Utah's New Years Day Surprise: Nickel Gas and Diesel Tax Increase
Whether gas prices increase by 4.9 cents a gallon on Friday is clearly uncertain, but here's what's certain - revenue to the state, county and city transportation budgets will increase. "The State Tax Commission estimates it will generate about $76 million a year, with 70 percent going to the state for highways and 30 percent to cities and counties for local roads," writes Lee Davidson for The Salt Lake Tribune.
Unlike Washington, Utah has a Republican legislature and governor (Gary Herbert).
As with other states (see Spokesman Review on seven-cent tax increase in Washington on August 1), the decision to pass on the additional charge is left to the service station.
"I would imagine that it's almost going to be on a retailer-by-retailer basis," said Dave Davis, president of the Utah Food Industry Association, which represents many large grocery chains that operate gasoline stations.[...] "It is such a price-sensitive market that oftentimes people are looking around to see what is happening in the market and will adjust prices" based on what their neighbors do."

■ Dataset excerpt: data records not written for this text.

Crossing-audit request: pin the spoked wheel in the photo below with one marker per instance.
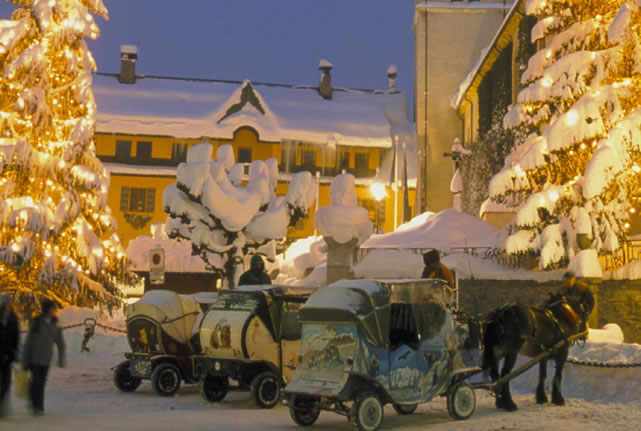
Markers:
(266, 389)
(165, 379)
(302, 411)
(405, 409)
(124, 380)
(214, 388)
(461, 401)
(367, 412)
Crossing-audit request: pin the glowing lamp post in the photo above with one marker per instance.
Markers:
(379, 192)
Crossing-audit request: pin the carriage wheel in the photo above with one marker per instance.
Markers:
(405, 409)
(300, 411)
(214, 388)
(266, 389)
(165, 379)
(367, 412)
(461, 401)
(124, 380)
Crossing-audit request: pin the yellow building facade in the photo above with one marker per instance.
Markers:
(143, 164)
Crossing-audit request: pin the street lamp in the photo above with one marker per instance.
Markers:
(379, 192)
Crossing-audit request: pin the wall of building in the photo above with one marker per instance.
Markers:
(448, 44)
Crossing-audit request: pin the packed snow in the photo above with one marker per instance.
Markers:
(444, 230)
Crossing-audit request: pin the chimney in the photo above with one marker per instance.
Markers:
(325, 87)
(128, 56)
(391, 76)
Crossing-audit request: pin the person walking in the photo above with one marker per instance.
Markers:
(44, 332)
(9, 341)
(256, 273)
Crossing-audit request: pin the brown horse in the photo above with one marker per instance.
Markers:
(514, 329)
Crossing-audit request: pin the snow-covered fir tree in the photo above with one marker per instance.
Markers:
(225, 219)
(579, 169)
(57, 234)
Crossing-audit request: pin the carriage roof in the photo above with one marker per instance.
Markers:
(367, 302)
(175, 313)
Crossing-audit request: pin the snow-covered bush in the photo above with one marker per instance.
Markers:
(209, 205)
(579, 169)
(58, 237)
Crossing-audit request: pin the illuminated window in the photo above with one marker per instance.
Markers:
(244, 155)
(123, 148)
(137, 199)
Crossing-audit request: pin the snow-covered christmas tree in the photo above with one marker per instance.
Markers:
(575, 176)
(224, 219)
(57, 234)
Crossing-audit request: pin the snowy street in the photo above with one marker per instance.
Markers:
(82, 397)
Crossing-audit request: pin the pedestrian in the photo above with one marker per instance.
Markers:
(256, 273)
(435, 269)
(44, 332)
(9, 341)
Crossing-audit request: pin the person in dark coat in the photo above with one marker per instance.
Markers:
(256, 273)
(38, 351)
(435, 269)
(9, 341)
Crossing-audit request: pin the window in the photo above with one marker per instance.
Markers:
(143, 150)
(137, 199)
(123, 148)
(178, 152)
(361, 164)
(244, 155)
(308, 158)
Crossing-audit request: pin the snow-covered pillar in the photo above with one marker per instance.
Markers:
(344, 225)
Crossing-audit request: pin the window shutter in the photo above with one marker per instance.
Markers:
(151, 200)
(124, 198)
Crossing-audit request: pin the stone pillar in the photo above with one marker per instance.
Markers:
(340, 259)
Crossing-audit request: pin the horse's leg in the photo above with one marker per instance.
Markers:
(541, 398)
(557, 396)
(504, 399)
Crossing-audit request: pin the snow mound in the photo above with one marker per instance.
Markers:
(445, 230)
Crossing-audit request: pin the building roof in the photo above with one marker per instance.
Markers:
(488, 57)
(196, 108)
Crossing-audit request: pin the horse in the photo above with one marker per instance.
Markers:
(514, 328)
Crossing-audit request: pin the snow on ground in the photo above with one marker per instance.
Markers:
(82, 397)
(388, 264)
(444, 230)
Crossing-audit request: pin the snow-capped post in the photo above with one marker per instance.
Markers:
(58, 237)
(578, 170)
(344, 225)
(456, 185)
(223, 219)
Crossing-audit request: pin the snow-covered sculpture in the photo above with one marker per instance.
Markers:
(577, 173)
(209, 205)
(58, 237)
(343, 225)
(456, 184)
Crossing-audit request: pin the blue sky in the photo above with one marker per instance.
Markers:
(274, 41)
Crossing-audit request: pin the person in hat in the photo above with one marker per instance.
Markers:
(256, 273)
(435, 269)
(9, 341)
(44, 332)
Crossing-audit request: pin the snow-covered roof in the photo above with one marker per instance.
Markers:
(490, 53)
(191, 108)
(443, 231)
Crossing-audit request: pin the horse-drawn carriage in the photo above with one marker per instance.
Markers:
(252, 335)
(160, 329)
(367, 343)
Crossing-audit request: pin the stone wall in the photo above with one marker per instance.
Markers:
(616, 301)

The gas tax increase, the first since 1997, resulted from a landmark legislative compromise described by Davidson in a March post: After "raising the gas tax by about 5 cents a gallon on Jan. 1, 2016," wrote Davidson, it would convert it to a wholesale fuel sales tax."
The compromise adopts a House proposal to convert the current [24.5 (PDF)] cents-per-gallon gas tax into a system similar to a sales tax. That allows the tax collected at the pump to increase automatically when gas prices rise.
In his current piece, Davidson describes in more detail the state's gas tax increase history and details how the wholesale fuel sales tax works. Carlos Braceras, executive director of the Utah Department of Transportation (UDOT) indicates where state revenue goes.
Not the only transportation tax to take effect on January 1
In Davis, Weber and Tooele counties, 60 percent of the new tax money goes to cities and counties — but 40 percent goes to the Utah Transit Authority. In rural areas without a transit district, 40 percent will go to cities and 60 percent to counties.
Prop 1 passed in Carbon, Davis, Duchesne, Rich, San Juan, Sanpete, Sevier, Grand, Tooele and Weber counties. It failed in Salt Lake, Beaver, Box Elder, Juab, Morgan, Uintah and Utah counties.
The last state gas tax increase to take effect was in Washington on August 1 (seven cents of the 11.9-cent tax), the ninth state to pass a fuel tax increase in 2015. Eight are listed in that post—the ninth is listed in 'comments'.]
Interestingly, Utah was one of the three states described in a January post, "Three States Hope to Take Advantage of Low Gas Prices to Boost Gas Taxes." Iowa passed a 10-cent increase in February and Michigan was the tenth and final state to boost its gas tax this year: a 7.3-cent increase in November that takes effect in 2017.
With gas prices projected to remain low through 2016, perhaps other states will muster the political will to take advantage of these historic low prices to pass gas taxes next year. While the additional tax may or may not show-up at the pump, as described above, there will be no uncertainty about the additional revenue for state and local transportation budgets.